Invertebrate animal studies of methamphetamine (METH) could allow for high throughput, inexpensive, and high-animal number pharmacology and toxicology studies. We hypothesized that in Periplaneta americana cockroaches, METH would increase locomotion compared to saline and produce lethality. Lethal dose, 50% (LD50) was determined with 0-1,780 µg/g (mg/kg) METH (n = 15-16/group) using logit analysis. Locomotor activity after METH (0-560 mg/kg, intra-abdominal, n = 8 per group) administration and spontaneous locomotor activity in surviving cockroaches in an open field 24 h after LD50 study doses was measured with Noldus Ethovision. The LD50 of METH was 823.1 mg/kg (more than 10-fold greater than the value in rats). There were significant decreases in spontaneous locomotor activity in surviving cockroaches after administration of 650 and 750 mg/kg METH (P < 0.05). While 100 mg/kg METH did not significantly increase METH locomotor activity relative to saline, 300 mg/kg METH significantly increased locomotor activity compared to saline (P < 0.05), and 560 mg/kg METH resulted in most of the cockroaches slowly moving around the open field in the supine position for most of the trial. In conclusion, METH produces pharmacological and toxicological effects in P. americana. The high availability, low cost, and relative ease of use of these animals makes them a potential, very accessible option for studying METH use disorder.
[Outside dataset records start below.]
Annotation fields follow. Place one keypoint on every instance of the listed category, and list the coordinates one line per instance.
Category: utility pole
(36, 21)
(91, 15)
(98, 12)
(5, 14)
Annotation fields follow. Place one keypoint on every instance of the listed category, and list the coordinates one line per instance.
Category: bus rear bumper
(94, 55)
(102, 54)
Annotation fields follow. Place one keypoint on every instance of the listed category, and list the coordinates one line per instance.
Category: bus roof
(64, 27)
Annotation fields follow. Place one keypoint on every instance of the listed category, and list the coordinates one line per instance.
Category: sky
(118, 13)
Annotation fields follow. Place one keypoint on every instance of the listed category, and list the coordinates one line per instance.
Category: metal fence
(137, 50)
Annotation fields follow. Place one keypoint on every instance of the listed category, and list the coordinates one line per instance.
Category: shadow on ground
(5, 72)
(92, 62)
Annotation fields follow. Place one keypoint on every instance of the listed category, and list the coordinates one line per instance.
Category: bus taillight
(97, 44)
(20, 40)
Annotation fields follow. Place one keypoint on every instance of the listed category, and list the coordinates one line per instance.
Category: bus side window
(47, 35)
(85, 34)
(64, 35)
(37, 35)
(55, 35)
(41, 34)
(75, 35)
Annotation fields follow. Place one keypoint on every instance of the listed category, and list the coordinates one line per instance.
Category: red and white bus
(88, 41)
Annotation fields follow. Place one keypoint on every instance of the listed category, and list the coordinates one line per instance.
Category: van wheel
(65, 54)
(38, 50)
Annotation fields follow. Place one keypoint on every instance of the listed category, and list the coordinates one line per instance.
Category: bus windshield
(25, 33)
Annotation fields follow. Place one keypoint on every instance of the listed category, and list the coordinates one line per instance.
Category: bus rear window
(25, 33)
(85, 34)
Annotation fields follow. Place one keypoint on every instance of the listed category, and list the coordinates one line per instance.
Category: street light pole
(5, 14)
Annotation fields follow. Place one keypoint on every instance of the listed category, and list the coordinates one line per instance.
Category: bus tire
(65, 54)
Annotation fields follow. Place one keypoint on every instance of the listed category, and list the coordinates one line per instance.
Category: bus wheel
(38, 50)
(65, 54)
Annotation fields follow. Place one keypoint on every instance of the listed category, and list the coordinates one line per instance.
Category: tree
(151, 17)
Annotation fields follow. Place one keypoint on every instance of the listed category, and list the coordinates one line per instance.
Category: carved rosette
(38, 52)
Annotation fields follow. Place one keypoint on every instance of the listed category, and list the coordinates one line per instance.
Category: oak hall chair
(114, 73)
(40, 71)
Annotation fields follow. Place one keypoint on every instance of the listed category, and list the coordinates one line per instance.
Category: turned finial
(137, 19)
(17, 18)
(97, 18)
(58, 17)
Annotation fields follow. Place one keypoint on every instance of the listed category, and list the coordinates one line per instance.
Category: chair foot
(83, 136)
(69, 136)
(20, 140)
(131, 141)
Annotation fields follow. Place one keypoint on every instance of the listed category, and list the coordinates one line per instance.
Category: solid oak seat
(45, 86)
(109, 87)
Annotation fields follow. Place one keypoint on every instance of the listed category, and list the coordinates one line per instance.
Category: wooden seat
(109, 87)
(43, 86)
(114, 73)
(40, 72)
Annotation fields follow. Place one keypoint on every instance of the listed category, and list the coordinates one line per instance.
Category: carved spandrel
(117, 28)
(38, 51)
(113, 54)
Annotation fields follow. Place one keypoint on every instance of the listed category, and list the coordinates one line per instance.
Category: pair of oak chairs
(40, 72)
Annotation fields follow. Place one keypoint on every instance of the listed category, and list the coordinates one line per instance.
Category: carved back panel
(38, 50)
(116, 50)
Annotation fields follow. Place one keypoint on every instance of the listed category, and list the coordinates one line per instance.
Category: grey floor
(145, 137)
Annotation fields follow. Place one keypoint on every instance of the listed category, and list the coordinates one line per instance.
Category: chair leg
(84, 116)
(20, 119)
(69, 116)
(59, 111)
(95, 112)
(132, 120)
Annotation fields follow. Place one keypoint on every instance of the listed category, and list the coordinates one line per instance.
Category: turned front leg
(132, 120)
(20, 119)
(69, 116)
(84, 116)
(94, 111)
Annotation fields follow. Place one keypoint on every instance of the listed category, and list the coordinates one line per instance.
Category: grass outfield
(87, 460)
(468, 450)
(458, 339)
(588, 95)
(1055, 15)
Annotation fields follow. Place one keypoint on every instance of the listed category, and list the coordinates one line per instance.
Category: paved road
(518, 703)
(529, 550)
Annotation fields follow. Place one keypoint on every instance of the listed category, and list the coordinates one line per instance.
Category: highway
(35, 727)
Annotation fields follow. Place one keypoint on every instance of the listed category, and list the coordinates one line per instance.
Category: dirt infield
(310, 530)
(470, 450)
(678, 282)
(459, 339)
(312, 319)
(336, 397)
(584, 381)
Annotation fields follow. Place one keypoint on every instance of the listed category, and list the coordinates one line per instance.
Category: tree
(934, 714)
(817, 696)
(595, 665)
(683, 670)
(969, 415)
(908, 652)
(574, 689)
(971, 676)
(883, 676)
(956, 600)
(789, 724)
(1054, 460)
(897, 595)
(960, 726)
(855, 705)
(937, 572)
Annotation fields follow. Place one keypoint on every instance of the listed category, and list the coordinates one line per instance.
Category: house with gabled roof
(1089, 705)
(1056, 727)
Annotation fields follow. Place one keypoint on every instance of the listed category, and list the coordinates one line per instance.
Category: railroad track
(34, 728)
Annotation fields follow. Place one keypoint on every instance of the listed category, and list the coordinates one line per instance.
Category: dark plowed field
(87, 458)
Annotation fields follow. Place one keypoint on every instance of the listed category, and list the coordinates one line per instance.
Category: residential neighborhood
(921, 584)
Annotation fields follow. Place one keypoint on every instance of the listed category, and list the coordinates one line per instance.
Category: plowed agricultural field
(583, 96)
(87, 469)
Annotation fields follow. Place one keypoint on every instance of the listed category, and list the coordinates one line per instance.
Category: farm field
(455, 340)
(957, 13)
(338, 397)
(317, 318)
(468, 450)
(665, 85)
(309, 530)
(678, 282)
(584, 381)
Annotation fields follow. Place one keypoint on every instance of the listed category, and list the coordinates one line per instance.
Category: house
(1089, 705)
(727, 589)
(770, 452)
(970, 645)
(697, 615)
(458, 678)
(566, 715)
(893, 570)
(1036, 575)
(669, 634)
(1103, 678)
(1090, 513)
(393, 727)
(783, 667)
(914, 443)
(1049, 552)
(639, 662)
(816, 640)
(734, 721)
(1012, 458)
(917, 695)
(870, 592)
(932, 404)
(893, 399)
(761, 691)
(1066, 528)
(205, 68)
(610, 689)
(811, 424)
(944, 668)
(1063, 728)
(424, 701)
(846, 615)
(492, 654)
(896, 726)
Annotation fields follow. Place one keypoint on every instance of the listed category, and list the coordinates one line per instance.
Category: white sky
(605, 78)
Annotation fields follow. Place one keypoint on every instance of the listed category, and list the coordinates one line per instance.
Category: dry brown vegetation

Effect of bile duct ligation-induced liver dysfunction on methamphetamine pharmacokinetics in male and female rats.

BACKGROUND: Several disease states commonly associated with methamphetamine (METH) use produce liver dysfunction, and in the bile duct ligation (BDL) model of hepatic dysfunction, rats with liver injury are more sensitive to METH effects. Additionally, both female rats and humans are known to be more sensitive to METH than males. In consideration of known sex-dependent differences in METH pharmacokinetics, this study sought to determine the potential interaction between sex and liver dysfunction variables on METH pharmacokinetics. METHODS: Sham or BDL surgery was performed on male and female rats on day 0. Serum biomarker and pharmacokinetics studies with 3 mg/kg subcutaneous (SC) METH were performed on day 7. METH-induced weight loss was measured on day 8. Liver histology evaluation and brain METH concentration measurements were performed on day 9. RESULTS: While BDL surgery produced significantly elevated alanine aminotransferase and bile duct proliferation in male compared to female rats, there were no significant interactions between sex and liver function in the pharmacokinetic parameters. Both liver dysfunction and female sex, however, were associated with significantly slower METH serum clearance and significantly higher brain METH concentrations (p < .05). CONCLUSIONS: BDL-induced hepatic dysfunction produces substantial reductions in METH clearance and increased brain METH concentrations in both male and female rats, despite less liver injury in females. This preclinical model may be useful to identify and correct potential liver dysfunction comorbidity-related problems with future pharmacotherapy for stimulant use disorder with METH prior to expensive clinical trials.